Chapter 1 Data Analysis

Data analysis is a term that describes the process of turning raw data into knowledge. This involves data import, data wrangling, statistical data analysis, and communicating the findings.

Grolemund & Wickham, 2017 presented this as a diagram.

The diagram makes clear, that the data analysis workflow consists of different modules that depend on the previous one, and that the flow is directional: an entrance, iteration and an exit. It also emphasises that tidy data is important for the analysis, that understanding is an iterative process, and that the analysis is a portable & isolated box. Lastly, communicating/sharing of results is key.

If you would like to further read about the different modules, have a look at the R for Data Science book.

1.1 Data analysis in reality

In reality, data wrangling is rarely a linear process, but instead a back and forth between modules. Therefore, flexibility in moving between these modules with software, along with automation is important. This can be achieved with written programs that can be re-executed at any time.

R 4 DS image

1.2 Role of Excel

If you have used another tool previously, for example, Excel, then this will still be relevant for data entry & storage.

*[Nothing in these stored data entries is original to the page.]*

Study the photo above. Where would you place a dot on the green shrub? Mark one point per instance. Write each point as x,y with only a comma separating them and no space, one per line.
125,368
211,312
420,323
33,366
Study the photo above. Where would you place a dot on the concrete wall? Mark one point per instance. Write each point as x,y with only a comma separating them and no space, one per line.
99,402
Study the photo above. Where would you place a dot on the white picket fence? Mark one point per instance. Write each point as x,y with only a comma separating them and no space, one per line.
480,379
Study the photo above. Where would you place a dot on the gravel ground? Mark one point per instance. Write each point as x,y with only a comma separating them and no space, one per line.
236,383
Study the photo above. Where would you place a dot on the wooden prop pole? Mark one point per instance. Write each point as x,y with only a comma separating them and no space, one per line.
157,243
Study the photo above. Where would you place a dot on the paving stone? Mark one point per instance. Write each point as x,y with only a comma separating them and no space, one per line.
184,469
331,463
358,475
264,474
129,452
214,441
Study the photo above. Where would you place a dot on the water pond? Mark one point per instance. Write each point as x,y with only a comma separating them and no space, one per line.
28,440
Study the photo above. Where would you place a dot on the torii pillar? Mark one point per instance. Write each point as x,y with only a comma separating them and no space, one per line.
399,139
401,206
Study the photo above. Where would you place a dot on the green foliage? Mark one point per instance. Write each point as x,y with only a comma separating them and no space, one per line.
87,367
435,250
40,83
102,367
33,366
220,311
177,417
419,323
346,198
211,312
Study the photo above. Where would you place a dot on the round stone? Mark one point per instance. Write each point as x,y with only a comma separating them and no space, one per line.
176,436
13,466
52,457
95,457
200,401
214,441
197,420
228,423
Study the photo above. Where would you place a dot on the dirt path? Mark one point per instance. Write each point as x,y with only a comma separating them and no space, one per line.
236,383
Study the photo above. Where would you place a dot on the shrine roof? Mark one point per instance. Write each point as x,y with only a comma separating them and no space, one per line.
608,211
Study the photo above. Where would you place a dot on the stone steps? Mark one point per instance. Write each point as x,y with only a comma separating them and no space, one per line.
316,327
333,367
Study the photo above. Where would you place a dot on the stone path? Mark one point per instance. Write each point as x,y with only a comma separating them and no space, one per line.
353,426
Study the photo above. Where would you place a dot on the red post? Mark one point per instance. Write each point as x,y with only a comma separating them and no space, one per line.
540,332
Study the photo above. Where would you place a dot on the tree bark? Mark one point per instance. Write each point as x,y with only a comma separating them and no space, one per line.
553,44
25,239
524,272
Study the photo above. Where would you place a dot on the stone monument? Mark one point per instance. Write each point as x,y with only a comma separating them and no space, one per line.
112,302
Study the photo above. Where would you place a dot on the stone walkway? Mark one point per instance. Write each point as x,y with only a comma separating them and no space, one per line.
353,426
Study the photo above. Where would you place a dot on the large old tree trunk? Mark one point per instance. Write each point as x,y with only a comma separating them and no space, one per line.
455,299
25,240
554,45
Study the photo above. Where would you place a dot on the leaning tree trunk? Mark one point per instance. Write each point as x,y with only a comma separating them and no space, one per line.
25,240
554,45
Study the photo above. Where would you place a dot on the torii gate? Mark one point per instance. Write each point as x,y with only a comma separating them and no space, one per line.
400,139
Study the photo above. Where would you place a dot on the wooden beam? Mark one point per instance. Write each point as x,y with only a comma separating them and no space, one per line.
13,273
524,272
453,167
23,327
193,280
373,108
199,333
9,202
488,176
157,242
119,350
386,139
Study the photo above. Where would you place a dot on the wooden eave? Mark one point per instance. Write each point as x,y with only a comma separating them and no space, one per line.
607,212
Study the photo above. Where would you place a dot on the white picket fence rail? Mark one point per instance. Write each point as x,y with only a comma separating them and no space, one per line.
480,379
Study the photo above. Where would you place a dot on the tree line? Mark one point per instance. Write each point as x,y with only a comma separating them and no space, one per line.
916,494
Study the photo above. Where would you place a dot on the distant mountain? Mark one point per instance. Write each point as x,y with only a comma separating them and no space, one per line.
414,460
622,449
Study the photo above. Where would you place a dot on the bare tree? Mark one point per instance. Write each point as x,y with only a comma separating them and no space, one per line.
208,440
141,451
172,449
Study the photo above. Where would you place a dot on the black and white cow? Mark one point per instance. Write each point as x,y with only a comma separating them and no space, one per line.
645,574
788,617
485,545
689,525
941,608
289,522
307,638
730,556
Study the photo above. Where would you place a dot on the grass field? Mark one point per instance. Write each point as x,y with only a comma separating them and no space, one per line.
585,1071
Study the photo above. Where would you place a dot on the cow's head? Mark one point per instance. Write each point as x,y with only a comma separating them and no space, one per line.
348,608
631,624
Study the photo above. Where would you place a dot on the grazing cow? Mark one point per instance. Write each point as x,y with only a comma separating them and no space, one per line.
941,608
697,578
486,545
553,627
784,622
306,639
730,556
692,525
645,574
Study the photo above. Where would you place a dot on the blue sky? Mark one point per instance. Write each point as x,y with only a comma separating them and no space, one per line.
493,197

The article Data Organization in Spreadsheets by Broman & Woo (2018) provides recommendations for organizing spreadsheet data in a way that both humans and computer programs can read.

R 4 DS image

1.3 Requirements to data analysis software

Apart from moving through modules with ease, what other criteria are important when choosing a data analysis software?

Software should be used by others (otherwise, sharing code becomes difficult), be continuously developed & improved (new data formats, new communication formats), easy to use (high-level language).

1.4 More

If you are interested in the data analysis workflow in general, have a look at the R for Data Science book.

And if you are interested in another formalisation of data analysis have a look at recent work by Hicks & Peng, 2019. Elements & Principles lays out the elements that build a data analysis and the principles in assembling them.